Mas não se pode partir para cima dos problemas maiores, sem se ir aos “lugares” destes
problemas, aos locais dessas violências caladas; sem se conhecer de fato as pessoas “diferentes” que
habitam, que sofrem esses problemas diferentes (e mais graves).

“Tem que saber lidar com a diferença”: ou da “diferença das diferenças”


Falando em “diferenças”, vejam o que virou moda nos discursos das escolinhas particulares
formadoras de “capital social”: estas dos bons cidadãos, amigos de outros cidadãos ainda melhores
(melhores de vida).
Estas tais instituições voltadas a pessoas “do bem” (os mais iguais que outros, mas sempre
defensores da igualdade, democracia, honestidade, bons-costumes, moral e de todos os lugares-
comuns de fácil acesso), dedicam-se agora à seguinte pregação: “Nossos filhos devem saber desde
cedo lidar com as diferenças”.
Mas curiosamente omitem dos pimpolhos a existência de certas “diferenças” cruciais; caso da
desigualdade social, que em nossa pátria afundada pelo golpe (que enriquece bilionários e pauperiza
a pobreza), nos elevou a mais um patriótico récorde: nosso abismo entre ricos e miseráveis é o
maior da história.
Evitam assim que a pureza dos herdeiros se manche com essa impertinente constatação: a de que
há desumanas diferenças entre as diferenças.
Há “diferenças violentas” a serem exterminadas (pressuposto para a democracia e paz social,
hoje reduzidas a discursos abstratos).
E há “diferenças formadoras”, que devem ser experimentadas – justamente para propiciar a
consciência da necessária destruição daquelas outras diferenças, num gesto que também pode, ou
precisa, conter algo de pontual violência (estabelecendo assim uma inflexão, um momento chave na
redução da violência cotidiana estatal – estrutural).
Sim, as diferenças, têm diferenças.

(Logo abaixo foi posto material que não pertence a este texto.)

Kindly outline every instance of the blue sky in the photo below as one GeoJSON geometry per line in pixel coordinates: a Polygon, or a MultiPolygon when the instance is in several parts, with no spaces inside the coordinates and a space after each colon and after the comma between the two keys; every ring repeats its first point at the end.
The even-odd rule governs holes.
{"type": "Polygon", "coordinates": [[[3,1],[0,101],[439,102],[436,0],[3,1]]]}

E muitas. A escola, a universidade – para além das delícias
dos exames, das gentes peladas, sexo, MPB, roquenrol e baseados (como bem notam bolsonaros)
– serve também pra gente aprender a diferença entre desigualdade e diversidade.
Aquela, a diferença do “desigual”, negativa, afasta os homens: ameaça-os sob a carga das
hierarquias.
Esta, a diferença do “diverso”, positiva, consiste na saudável capacidade de olhar o Outro, de
entender, de sentir como o Outro – ou ao menos tentar essa aproximação.

É assim que, na “polis”, na prática da vida em sociedade (a política), os cidadãos de bem e os


filhos dos cidadãos de bem poderão apreender efetivamente o valor e o problema das diferenças. E
aí, quem sabe, transcender seus “projetos sociais de bairro”, e até ensinar algo de útil a seus irmãos
terraplanistas. Um processo que serviria inclusive para a diferenciação entre estas duas facções da
classe média acrítica. Pois muitas vezes, para além dos discursos cara-pintadas, das passeatas
coloridas, festas bacanas ou almoços familiares, para além da anódina filosofia de boteco esta gente
“do bem” tanto se assemelha aos fascistas (na prática elitizada de seu dia a dia).
Ah, se a filosofia já escrevesse cordas, quanta gente do bem não estaria pendurada no inferno.